I initially had Nvidia drivers 320.18, then upgraded to the 320.49 beta drivers, then the WHQL drivers after they were released and I have even dabbled in the 326.01 Windows 8.1 drivers as well. Regardless of drivers used and/or video card it seems to freeze up.

Currently I am running with the integrated Intel video to see if it too freezes up after a day or so of uptime. It is just I think there must be something afoot on my PC because if this was widespread I don't think Nvidia could be so indifferent in their approach to this.

I have ran HWMonitor, tested my CPU and RAM, even ran some of the video stress tests and my PC never shows issues during any of them.

When the issues arise, I usually have a few browsers up over two displays, maybe a video playing and World of Warcraft in a window. I just don't get it.

Any thoughts?

==

The description for Event ID 14 from source nvlddmkm cannot be found. Either the component that raises this event is not installed on your local computer or the installation is corrupted. You can install or repair the component on the local computer.

If the event originated on another computer, the display information had to be saved with the event.

The following information was included with the event:

\Device\Video3
CMDre 00000003 0000011c bad0011f 00000000 00d0011f
 
Solution
Unfortunately I have no answer for you and am only posting so that I can monitor the thread. I'm having the same issues you are on a somewhat similar setup.

Intel core i7 3770k
32GB Kingston HyperX Blu RAM
OCZ Vertex 120GB SSD - (OS drive)
Seagate Momentus XT Hybrid Drive 750GB (Programs, storage)
Nvidia GTX 560 ti 2GB running in SLI
Gigabyte Intel Z77 LGA 1155 (GA-Z77X-UD3H)
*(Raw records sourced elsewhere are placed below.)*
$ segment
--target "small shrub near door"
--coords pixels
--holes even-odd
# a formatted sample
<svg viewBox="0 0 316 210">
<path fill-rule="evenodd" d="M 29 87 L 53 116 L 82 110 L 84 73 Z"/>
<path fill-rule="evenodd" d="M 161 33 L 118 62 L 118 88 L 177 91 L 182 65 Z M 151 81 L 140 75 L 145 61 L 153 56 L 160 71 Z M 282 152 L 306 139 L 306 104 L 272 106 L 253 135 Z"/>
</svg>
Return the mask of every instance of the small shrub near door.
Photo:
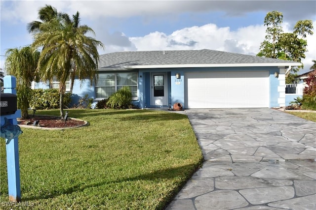
<svg viewBox="0 0 316 210">
<path fill-rule="evenodd" d="M 130 89 L 124 86 L 109 97 L 106 105 L 112 109 L 127 109 L 131 106 L 131 101 Z"/>
</svg>

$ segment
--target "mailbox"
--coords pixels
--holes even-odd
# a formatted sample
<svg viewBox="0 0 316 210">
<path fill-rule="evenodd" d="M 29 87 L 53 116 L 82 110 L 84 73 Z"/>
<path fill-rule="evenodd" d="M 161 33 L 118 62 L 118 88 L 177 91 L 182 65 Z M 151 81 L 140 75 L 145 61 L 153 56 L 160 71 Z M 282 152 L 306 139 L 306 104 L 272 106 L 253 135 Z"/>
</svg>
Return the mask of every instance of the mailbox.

Maybe we can find some similarity. I've gone back to reading posts over four years old with the same problems reported but have yet to find a solution. I'm at a loss because I did just make some hardware changes, I added the second video card and upgraded to that motherboard and reinstalled windows. I did not have any issues prior to making the changes...

hellofrommycubicle

Honorable
Aug 6, 2013
12
0
10,520
Unfortunately I have no answer for you and am only posting so that I can monitor the thread. I'm having the same issues you are on a somewhat similar setup.

Intel core i7 3770k
32GB Kingston HyperX Blu RAM
OCZ Vertex 120GB SSD - (OS drive)
Seagate Momentus XT Hybrid Drive 750GB (Programs, storage)
Nvidia GTX 560 ti 2GB running in SLI
Gigabyte Intel Z77 LGA 1155 (GA-Z77X-UD3H)

Maybe we can find some similarity. I've gone back to reading posts over four years old with the same problems reported but have yet to find a solution. I'm at a loss because I did just make some hardware changes, I added the second video card and upgraded to that motherboard and reinstalled windows. I did not have any issues prior to making the changes, but I changed so much system wide it's difficult to pinpoint a cause.

Last night, I renamed the nvlddmkm.sys file in C:\Windows\Drivers to .old, and re-extracted the .sys file from a .sy_ file that is found somewhere in the nVidia program files (not sure where, just did a search for nvlddmkm.sy_, copied to desktop and used a cmd to extract the file. I have not yet used the machine enough to see if we still have issues. I haven't actually gotten the error during any gaming sessions yet, most time the errors happen during web browsing and mostly seem to happen randomly. Usually it's just once in awhile, but last night my eventvwr was spammed with the same message you've described above.

I have confirmed that all drivers are up to date and am not running any beta drivers. I am wondering if it would be worth it to go back to the previou NV drivers? Have you tried that?